|dc.description.abstract||Advances in information and communications technology (ICT) encourages the interconnection of ICT systems with traditional monolithic systems, creating complex systems of systems. A modern variety of such systems is the digital ecosystems, including smart grids, which are introduced to new types of dependencies and failures not previously applicable, particularly the introduction of interdependencies between systems. Because of this, new approaches for dependability analysis are needed to further ensure safe and reliable services.
In the first part of this thesis the presumably most relevant interdependencies and failures in smart grids are identified through a study of literature, categorized along the dimensions of type of interdependency and type of failure, and found to be; (1) cascading failures in physical interdependencies, (2) escalating failures in cyber interdependencies, and (3) common cause failures in geographic interdependencies.

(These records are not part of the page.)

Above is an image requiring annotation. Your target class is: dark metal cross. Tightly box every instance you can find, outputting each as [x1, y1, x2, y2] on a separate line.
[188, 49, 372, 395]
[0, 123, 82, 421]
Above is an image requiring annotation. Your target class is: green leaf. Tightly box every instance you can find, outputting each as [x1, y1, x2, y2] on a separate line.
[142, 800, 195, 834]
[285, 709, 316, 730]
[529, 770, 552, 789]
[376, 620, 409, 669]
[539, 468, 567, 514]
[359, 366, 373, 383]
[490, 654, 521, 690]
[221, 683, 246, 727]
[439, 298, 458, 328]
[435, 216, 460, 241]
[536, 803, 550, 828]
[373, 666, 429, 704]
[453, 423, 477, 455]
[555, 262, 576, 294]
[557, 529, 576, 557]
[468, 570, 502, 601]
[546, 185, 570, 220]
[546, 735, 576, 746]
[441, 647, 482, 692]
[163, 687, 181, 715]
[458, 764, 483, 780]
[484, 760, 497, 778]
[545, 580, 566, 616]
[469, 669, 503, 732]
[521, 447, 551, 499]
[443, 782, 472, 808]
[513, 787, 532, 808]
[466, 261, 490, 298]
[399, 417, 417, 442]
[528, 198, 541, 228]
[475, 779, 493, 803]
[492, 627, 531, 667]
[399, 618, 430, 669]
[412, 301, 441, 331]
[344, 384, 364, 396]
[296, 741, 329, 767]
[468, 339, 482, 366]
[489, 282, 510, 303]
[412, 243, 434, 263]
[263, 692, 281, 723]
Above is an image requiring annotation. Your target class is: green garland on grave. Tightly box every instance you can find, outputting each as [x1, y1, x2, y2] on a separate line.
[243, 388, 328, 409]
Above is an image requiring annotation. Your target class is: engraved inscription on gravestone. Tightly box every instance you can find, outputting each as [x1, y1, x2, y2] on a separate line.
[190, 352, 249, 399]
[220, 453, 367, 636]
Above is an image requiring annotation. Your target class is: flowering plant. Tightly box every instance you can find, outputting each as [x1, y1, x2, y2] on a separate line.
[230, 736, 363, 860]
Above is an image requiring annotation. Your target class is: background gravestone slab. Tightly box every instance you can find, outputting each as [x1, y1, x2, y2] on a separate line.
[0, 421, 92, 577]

The second part of this thesis shows dependability modeling approach proposals for the identified relevant combinations of interdependencies and failures. Numerical results from the dependability models reveals that some conceivable smart grid failures have bigger effects than others; (1) cascading failures in power grids and (2) common cause base station (BS) failures due to natural events like storms or human caused events like BS disrupting construction work. In addition, it is shown that malware in smart grids can exist and propagate without detection and should be a legitimate concern of stakeholders.||